In conclusion, our findings support the hypothesis of a direct relationship between the extent of normalised WMH-volume, attributable to underlying cSVD, and its presumably direct influence on the arterio-venous transit time measured by TDC derived from DSC-MRI. This is of great interest since, on the one hand, TDC could be used to support further adjustment of the DSC-MRI derived perfusion time parameters, which depend on the arterio-venous transit time. On the other hand, TDC could provide a novel approach to robust assessment of early cSVD. As a future prospect, our approach could provide a more accurate analysis of early stages of cSVD that might help to improve therapeutical treatment.
Footnotes
Funding
The author(s) disclosed receipt of the following financial support for the research, authorship, and/or publication of this article: This work was financially supported in part via a grant from the Austrian Science Fund (FWF P23533-B13) and an unrestricted grant to E.M. by Siemens Medical Solutions, Austria. Parts of the data were presented at ESMRMB 2015.

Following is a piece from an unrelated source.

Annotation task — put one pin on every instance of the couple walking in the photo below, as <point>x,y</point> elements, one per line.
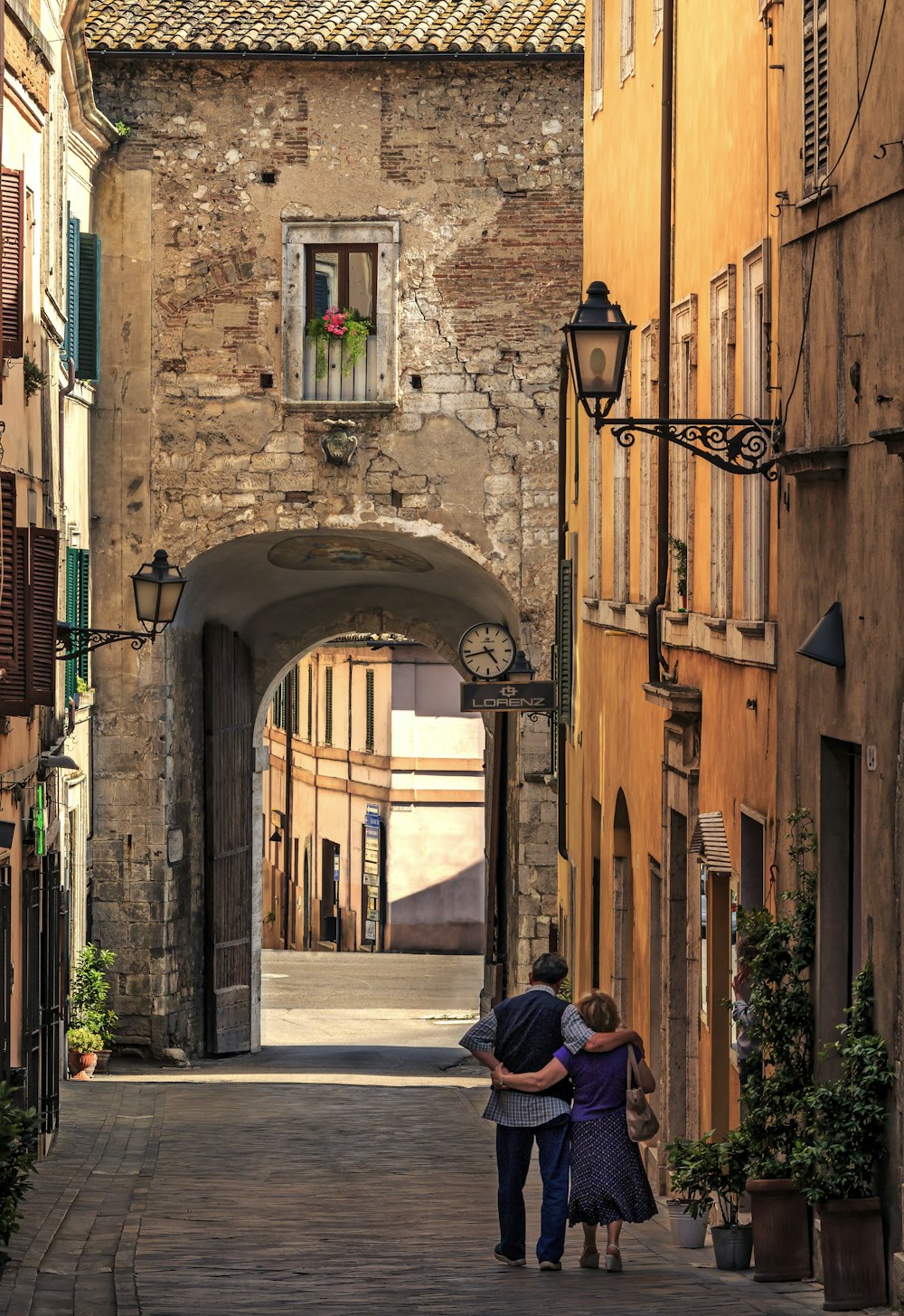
<point>541,1052</point>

Declaration of conflicting interests
The author(s) declared the following potential conflicts of interest with respect to the research, authorship, and/or publication of this article: Christian Nasel received lecture and consulting fees from Bracco and Guerbet, both unrelated to this study. All other authors declare no conflict of interest.
Authors' contributions
NC contributed to preparation of the paper, MR measurements and data evaluation; BRN and KK contributed to preparation of the paper and data evaluation; and ME contributed to preparation of the paper and final approval of the manuscript.
Statement on underlying research materials
All underlying research materials related to our paper can be accessed anonymously upon request. Otherwise, all relevant data are included in the manuscript.